1916, il y a cent ans, c’est aussi l’année où l’écrivain Henri Barbusse reçoit le prix Goncourt pour son roman Le Feu qui se fonde sur sa propre expérience de la guerre. L’avenue, qui s’accroche à l’hôtel de ville, a été baptisée de son nom en 1935 quelques jours après sa mort.  Ce qui frappe aujourd’hui encore dans ce livre qui nous parvient par-delà le temps et les générations, c’est, non pas le témoignage sur la guerre au sens militaire du terme, mais la narration qu’il fait de la vie des hommes au front.  Car, dans ce texte puissant, les hommes ne sont pas seulement des soldats. Ils sont des hommes : jeunes et vieux, de la campagne ou de la ville, réservés ou forts en gueule, s’interpellant dans un langage fleuri d’argot qui n’est pas spécifiquement celui de la guerre, mais bel et bien celui de l’époque et même celui d’une condition. Ils connaissent de longues journées d’attente, à l’ennui mortel où, comme il l’écrit dans ses carnets, les poilus « secouent le silence ». Ils connaissent aussi ces séquences funestes où les projectiles de feu se déchaînent, soulevant la terre, rejetant des corps méconnaissables sur le champ de bataille.

Les guerres ont leur calendrier et leur géographie.

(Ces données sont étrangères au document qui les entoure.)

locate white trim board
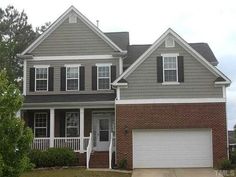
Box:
[31,55,116,61]
[112,28,231,85]
[21,6,124,55]
[115,98,226,104]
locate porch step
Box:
[89,151,109,168]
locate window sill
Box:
[162,82,180,85]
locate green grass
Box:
[21,168,131,177]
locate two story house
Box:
[18,6,231,169]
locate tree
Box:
[0,6,50,82]
[0,70,33,177]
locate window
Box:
[163,55,178,82]
[97,65,111,90]
[66,66,79,90]
[165,37,175,47]
[34,113,48,138]
[35,67,48,91]
[66,112,79,137]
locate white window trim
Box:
[96,63,112,90]
[161,53,180,85]
[65,112,80,138]
[64,64,81,91]
[165,36,175,48]
[34,112,48,138]
[34,65,50,92]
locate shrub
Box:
[30,148,76,168]
[218,159,232,170]
[118,159,127,169]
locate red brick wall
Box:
[116,103,227,169]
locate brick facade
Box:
[116,103,227,169]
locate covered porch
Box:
[22,107,115,153]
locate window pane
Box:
[98,78,110,89]
[67,79,79,90]
[98,66,110,77]
[67,128,79,137]
[99,119,109,130]
[164,57,176,69]
[165,70,177,82]
[67,67,79,78]
[99,131,109,141]
[36,80,47,91]
[34,128,47,138]
[36,68,47,79]
[66,112,79,137]
[34,113,47,127]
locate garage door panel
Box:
[133,130,212,168]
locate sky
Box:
[0,0,236,129]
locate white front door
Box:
[93,112,112,151]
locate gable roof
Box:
[112,28,231,86]
[104,32,218,67]
[21,6,124,55]
[189,43,218,66]
[104,32,129,50]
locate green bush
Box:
[218,159,232,170]
[30,148,76,168]
[118,159,127,169]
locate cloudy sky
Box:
[0,0,236,129]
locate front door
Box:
[93,113,112,151]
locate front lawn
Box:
[21,168,131,177]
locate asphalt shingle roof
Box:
[105,32,218,67]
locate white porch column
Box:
[79,108,84,153]
[50,108,55,147]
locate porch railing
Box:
[86,133,93,168]
[31,137,89,152]
[31,138,50,151]
[54,137,80,152]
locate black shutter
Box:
[60,112,66,137]
[157,56,163,83]
[178,56,184,82]
[92,66,97,90]
[26,111,34,132]
[79,66,85,90]
[47,112,50,137]
[61,67,66,91]
[30,68,35,92]
[48,67,54,91]
[111,65,116,82]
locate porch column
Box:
[50,108,55,147]
[79,108,84,153]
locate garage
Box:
[133,129,213,168]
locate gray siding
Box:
[26,59,119,95]
[32,14,114,56]
[121,43,223,100]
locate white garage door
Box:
[133,129,213,168]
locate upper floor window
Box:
[163,55,178,82]
[34,112,48,137]
[165,37,175,47]
[66,112,79,137]
[66,65,79,90]
[35,67,48,91]
[97,64,111,90]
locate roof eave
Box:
[21,6,125,55]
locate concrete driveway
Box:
[132,168,223,177]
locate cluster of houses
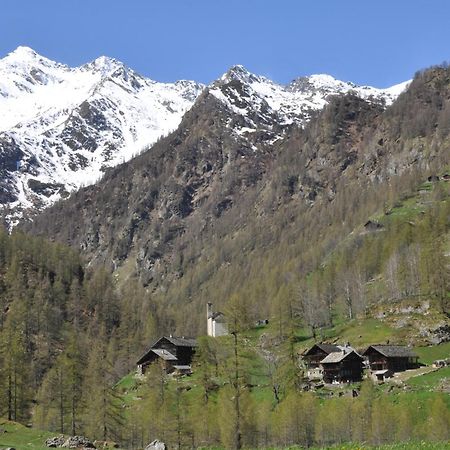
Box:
[137,303,224,375]
[137,303,419,383]
[302,344,419,383]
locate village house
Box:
[302,344,364,383]
[302,344,340,380]
[137,335,197,375]
[363,345,419,381]
[320,347,364,383]
[206,302,228,337]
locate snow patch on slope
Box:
[0,47,204,222]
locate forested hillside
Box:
[0,231,162,435]
[0,66,450,448]
[26,67,450,335]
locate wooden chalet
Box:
[302,344,340,380]
[363,345,419,373]
[137,336,197,375]
[320,347,364,383]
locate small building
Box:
[320,347,364,383]
[364,220,384,232]
[363,345,419,372]
[137,336,197,375]
[372,369,394,381]
[206,302,228,337]
[302,344,340,380]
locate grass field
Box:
[0,419,450,450]
[0,419,58,450]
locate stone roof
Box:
[163,336,197,347]
[320,350,359,364]
[152,348,178,361]
[363,345,417,358]
[304,344,340,355]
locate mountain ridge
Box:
[0,47,406,227]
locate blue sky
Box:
[0,0,450,87]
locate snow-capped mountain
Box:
[210,65,410,134]
[0,47,407,225]
[0,47,203,222]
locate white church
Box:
[206,302,228,337]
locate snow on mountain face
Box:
[0,47,407,226]
[210,66,409,134]
[0,47,204,224]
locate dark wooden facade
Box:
[363,345,419,372]
[137,336,197,374]
[321,350,364,383]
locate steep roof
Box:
[137,336,197,364]
[303,344,340,356]
[211,311,225,320]
[152,348,178,361]
[163,336,197,347]
[320,350,362,364]
[363,345,417,358]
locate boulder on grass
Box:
[45,434,66,448]
[145,439,167,450]
[62,436,95,448]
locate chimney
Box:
[206,302,212,319]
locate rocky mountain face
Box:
[23,64,449,296]
[0,47,203,225]
[0,47,406,226]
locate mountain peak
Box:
[83,56,128,76]
[220,64,259,83]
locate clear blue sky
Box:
[0,0,450,87]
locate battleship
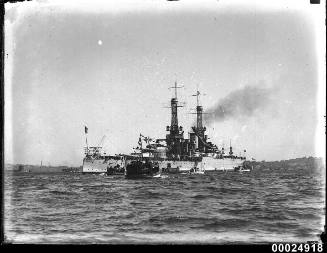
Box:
[82,82,251,177]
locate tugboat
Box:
[125,159,161,179]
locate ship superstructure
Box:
[83,82,250,174]
[127,82,246,172]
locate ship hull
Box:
[82,157,245,174]
[159,157,244,173]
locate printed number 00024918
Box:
[271,243,323,252]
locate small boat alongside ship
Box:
[125,159,162,179]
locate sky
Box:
[5,0,325,166]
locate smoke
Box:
[203,81,275,124]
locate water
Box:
[4,168,325,244]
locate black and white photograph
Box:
[2,0,326,245]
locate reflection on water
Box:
[5,168,325,244]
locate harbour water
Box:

1916, ce sont aussi la Somme (440 000 morts) et Verdun (300 000 morts).  Cent ans plus tard, ces noms et ces chiffres demeurent symboles d’horreur.  L’armistice du 11 Novembre 1918 met fin au conflit.  Mais, en remodelant l’Europe et le Moyen-Orient, les traités de paix, consécutifs à l’armistice, vont créer un séisme dont les répliques se manifestent aujourd’hui même.  Les guerres de maintenant trouvent leur origine dans le découpage territorial, opéré par les puissances victorieuses de la Grande Guerre.  Verdun hier. Alep aujourd’hui.  Non seulement il existe un lien historique entre ces guerres.  Mais leurs formes se ressemblent.  Regardons Verdun. Regardons Alep.  Hier les victimes étaient des soldats. Aujourd’hui, ce sont des civils, femmes et enfants, sur lesquels la guerre déverse ses bombes au chlore. Les conséquences sur les corps sont les mêmes. Le fracas dans les vies est identique.  Bouleversés par les images des tranchées, nous le sommes à présent devant ces villes en ruines où la population vit traquée, par les avions de combat et les tireurs d’élite. Cela nous donne un goût détestable, non pas de recommencement, mais d’une suite incessante. Nous, l’Europe nous protège. Mais, à ses portes, nous entendons frapper tant de malheureux qui nous appellent à l’aide.

Alors, parce que l’histoire a du sens, parce qu’avant nous, sur le sol de France, d’autres générations ont connu ces scènes, nous avons choisi à Villeurbanne d’ouvrir notre cœur et nos portes à ceux qui fuient. En cette veille de 11 Novembre, c’est aussi notre manière de célébrer la paix.